Dr. Iris Balodis explains that there are multiple parts of the brain involved in gambling urges. These include:
The Attention Network
As people develop gambling problems, this part of the brain becomes overly-sensitive to anything associated with gambling. The Attention Network directs your attention to gambling “cues or triggers,” e.g. an advertisement for gambling or feeling bored.The Top-Down Control Network
This part of the brain helps keep track of our goals or what’s important to you, e.g. saving money for a car. It also supports you to apply the brakes to behaviours and impulses, e.g. when your friends are talking about betting on an upcoming game, the Top-Down Control Network helps you to stay focused on your goal of saving for a car. However, when gambling becomes a problem, this part of the brain isn’t working very well. As a result, it’s harder to stay focused on that goal of saving for a car and applying the brakes to gambling.Insula
This part of the brain is involved in processing physical sensations and emotions (including urges). It can also drive you towards finding relief from the intensity of an urge (perhaps by gambling as a way to get relief).Habit Hub
This part of the brain makes behaviours that we do regularly seem automatic. When gambling has been happening frequently and compulsively, it can seem like an automatic reflex to gamble (without pause or thought).
Urges happen because your brain is really tuned in to reminders of gambling. These reminders of gambling (which we call triggers or cues) spark off a revved up feeling in anticipation of gambling. Your brain is driving you to act on the urges and the parts that would typically help you to pause and bring your focus to something else, aren’t working very well. The stop message isn’t getting through or if it is, it’s not very reliable. Gambling also becomes wired into your brain as a habit and happens automatically when triggered.
Iris tells us that recent research shows how advertising specifically acts as a trigger for gambling urges and produces a conflict between the urge to gamble and your commitment to stop.
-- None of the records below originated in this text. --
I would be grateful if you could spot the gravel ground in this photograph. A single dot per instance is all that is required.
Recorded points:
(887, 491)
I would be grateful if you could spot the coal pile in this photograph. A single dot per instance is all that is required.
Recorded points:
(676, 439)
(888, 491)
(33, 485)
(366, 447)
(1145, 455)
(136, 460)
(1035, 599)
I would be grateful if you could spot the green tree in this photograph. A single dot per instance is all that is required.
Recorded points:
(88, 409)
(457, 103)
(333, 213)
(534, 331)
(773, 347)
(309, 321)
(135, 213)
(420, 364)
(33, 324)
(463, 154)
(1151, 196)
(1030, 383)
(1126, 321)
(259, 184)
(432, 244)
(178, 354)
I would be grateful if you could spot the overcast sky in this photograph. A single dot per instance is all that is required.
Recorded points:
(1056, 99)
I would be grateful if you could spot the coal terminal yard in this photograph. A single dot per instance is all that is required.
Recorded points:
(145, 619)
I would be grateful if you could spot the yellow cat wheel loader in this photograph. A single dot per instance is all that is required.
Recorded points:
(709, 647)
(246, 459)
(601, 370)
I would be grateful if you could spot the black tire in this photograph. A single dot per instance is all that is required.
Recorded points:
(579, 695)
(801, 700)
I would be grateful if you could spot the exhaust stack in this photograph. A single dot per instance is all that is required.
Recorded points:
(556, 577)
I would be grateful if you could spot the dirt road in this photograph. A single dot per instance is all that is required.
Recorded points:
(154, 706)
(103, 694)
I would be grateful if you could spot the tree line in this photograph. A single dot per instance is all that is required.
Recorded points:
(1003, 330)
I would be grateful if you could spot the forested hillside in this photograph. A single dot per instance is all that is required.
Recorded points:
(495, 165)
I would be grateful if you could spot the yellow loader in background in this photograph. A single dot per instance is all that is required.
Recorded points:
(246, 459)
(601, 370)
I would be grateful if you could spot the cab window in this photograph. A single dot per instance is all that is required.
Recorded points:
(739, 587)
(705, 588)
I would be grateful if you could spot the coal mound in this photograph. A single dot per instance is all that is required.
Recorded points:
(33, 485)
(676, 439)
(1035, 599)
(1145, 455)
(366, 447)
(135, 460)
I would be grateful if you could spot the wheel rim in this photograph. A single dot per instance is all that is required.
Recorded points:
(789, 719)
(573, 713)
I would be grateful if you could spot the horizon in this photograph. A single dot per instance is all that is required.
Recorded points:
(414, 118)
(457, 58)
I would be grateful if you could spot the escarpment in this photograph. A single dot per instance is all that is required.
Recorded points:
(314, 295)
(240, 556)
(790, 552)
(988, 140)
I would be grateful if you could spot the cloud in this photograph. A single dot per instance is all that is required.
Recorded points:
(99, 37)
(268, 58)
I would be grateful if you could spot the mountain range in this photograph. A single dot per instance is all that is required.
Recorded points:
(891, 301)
To identify your triggers for gambling, look back at previous times you’ve gambled and notice any patterns, e.g. when you gambled, why you gambled, what happened just before you gambled. You can also pay attention throughout the day to what sparks off a thought or desire to gamble.
Here’s some common examples of triggers that Deirdre shared in this episode:
Hearing someone talk about gambling and wins
Watching someone gamble
Seeing cash or knowing you have access to money
Having a great day and feeling invincible
Having a hard time and thinking, “I will never be in control of my life”
Seeing or touching your phone or whatever device you use to gamble online
Watching a sporting event or seeing ads for sports betting
To hear more from Deirdre and Iris about the brain science of urges, as well as how to cope with them and re-wire your brain, listen to episode 74 of Fold em. Listen now by clicking on the green play button at the top of this blog or the red Listen Now to Fold em button at the bottom.
To learn more about gambling concerns and how to access resources and support, go to the home page of this website or listen to other episodes of Fold em.
Fold em is funded by Gambling Support BC.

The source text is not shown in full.